In a distributed system, there are multiple nodes or machines that need to communicate with each
other and coordinate their actions. ZooKeeper provides a way to ensure that these nodes are
aware of each other and can coordinate their actions. It does this by maintaining a hierarchical
tree of data nodes called ―Znodes―, which can be used to store and retrieve data and maintain
state information. ZooKeeper provides a set of primitives, such as locks, barriers, and queues,
that can be used to coordinate the actions of nodes in a distributed system. It also provides
features such as leader election, failover, and recovery, which can help ensure that the system is
resilient to failures. ZooKeeper is widely used in distributed systems such as Hadoop, Kafka, and
HBase, and it has become an essential component of many distributed applications.
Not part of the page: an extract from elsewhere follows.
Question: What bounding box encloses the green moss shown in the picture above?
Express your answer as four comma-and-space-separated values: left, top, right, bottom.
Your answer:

The ZooKeeper architecture consists of a hierarchy of nodes called znodes, organized in a tree-
like structure. Each znode can store data and has a set of permissions that control access to the
znode. The znodes are organized in a hierarchical namespace, similar to a file system. At the root
of the hierarchy is the root znode, and all other znodes are children of the root znode. The
hierarchy is similar to a file system hierarchy, where each znode can have children and
grandchildren, and so

IBM infosphere Big insights and Streams.

IBM released at the end of 2011 the software of InfoSphere BigInsights and InfoSphere Streams
which allows clients to gain a fast impression about information streams in a zone of interests of
their business.
 BigInsights is the platform for data analysis allowing the companies to turn difficult data
sets of scale of the Internet into knowledge. Easily set Apache Hadoop distribution kit
and also a set of the connected tools necessary for application development, data transfer
and management of a cluster are a part of this platform. Thanks to the simplicity and
scalability of Hadoop, the representing Open Source-реализацию of infrastructure
MapReduce, uses deserved recognition in different industries and sciences. In addition to
Hadoop, the following Open Source-технологии are a part of BigInsights (all of them,
except for Jaql, are the Apache Software Foundation projects):
 Pig is the platform including a high-level language of the description of the programs
analyzing big data sets. The compiler transforming the Pig applications to the sequences
of the MapReduce tasks performed in the environment of
Hadoop is a part of Pig.
 Hive is the solution for data warehousing developed on the basis of the Hadoop
environment. In it the familiar principles of relational databases - tables, columns,
sections are implemented. Also set of SQL statements (HiveQL) for work in the
unstructured Hadoop environment is its part. Requests of Hive are compiled in the
MapReduce tasks performed in the environment of Hadoop.
 Jaql is the language of requests with the SQL-like interface developed by IBM and
intended for JavaScript Object Notation (JSON). Jaql perfectly maintains enclosure, is
highly function-oriented and extremely flexible. This language well is suitable for work
with poorly structured data; also it serves as the interface of storage of the HBase
columns and is used for the analysis of the text.
 HBase - the data storage environment focused on columns by a не-SQL intended for
support of big tables with small degree of fullness in Hadoop.
 Flume is the distributed, reliable and available service intended for effective movement
of large volumes of the generated data. Flume well is suitable for obtaining event logs
from several systems and their moving to the Hadoop file system (Hadoop Distributed
File System, HDFS) in process of their generation.
 Lucene is the library of the search system providing the high performance and full text
search.
 Avro is the technology of consecutive ordering of data using JSON for determination of
data types and protocols. Arranges data in a compact binary format.
 ZooKeeper is the centralized service intended for support of the configuration
information and naming; provides the distributed synchronization and group service.
 Oozie is the schedule system of line processing of tasks intended for the organization and
management of Apache Hadoop task performance.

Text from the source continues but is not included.